I sampled! Yup, for the first time I actually sampled before leaping into a finished product. And I have to tell that I am glad that I did, although I am not saying that I will start sample everything, I just don’t have the patience and, really, in weaving there are no mistakes that can’t be fixed, or used in some way!
What I sampled was Woven Shibori. Shibori is a traditional Japanese technique for dyeing cloth with a pattern by stitching, folding and/or compressing the fabric. The method for Woven Shibori is that you weave the cloth (background) at the same time the Shibori threads are added. The Shibori threads are supplemental weft (or warp) threads, they can be added randomly or as a separate woven structure from the background weave. The Shibori threads (or loops) are left hanging off the sides of the piece; it looks very funny and a little messy. Once the fabric is off the loom the loops are knotted on one side, then the fabric is gathered against the knots, the tighter the better and knotted again.
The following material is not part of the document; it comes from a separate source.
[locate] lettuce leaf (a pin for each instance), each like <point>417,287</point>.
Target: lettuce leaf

The sample above is a natural coloured 2/20 Tencel/Cotton warp and the weft is a natural coloured 2/10 Cotton and the Shibori weft is blue 2/8 Orlec. The Shibori weft needs to be a very strong yarn as there is going to be lots of pressured applied to them when the threads are gathered. The background weft is woven as twill which makes a diamond pattern, the pattern weft or Shibori inlay half of the sample is also woven as twill. I tried two different placements for the Shibori wefts one set closely and one that is set two times further apart.
The sample was about 7 1/2 inches wide before I gathered the blue Shibori threads, a similar technique to smocking. The sample compressed down to 1 1/2 inches, with a lot of effort! For kitchen safe sampling I used apple cider vinegar to condition the piece and to make it take the dye; and two colours of Kool-Aid for dye. The sample was dipped half in orange and half in red. Then the sample was set out to dry before the blue threads could be taken out. It seemed to take a really long time to dry!
It was truly scary to cut the knots and pull the blue threads out to see what I had produced. And it is so cool! I love the little diamonds and the different saturation of the dyes. The sample should be pressed but I like the diamonds too much! But the scarf will have to be pressed because the variations will be more apparent. The above picture is the back side of the sample.
I can’t wait to see what the scarf is going to look like! I think that I am going to be brave and use Procion MX in a fuchsia colour. I am so excited!
As a side note, we would like to thank everyone for their kind thoughts during this scary summer. The fires are still raging, and in BC we have about 150 new fires every day! We had a fire in the Provincial Park just 2 km away, scary.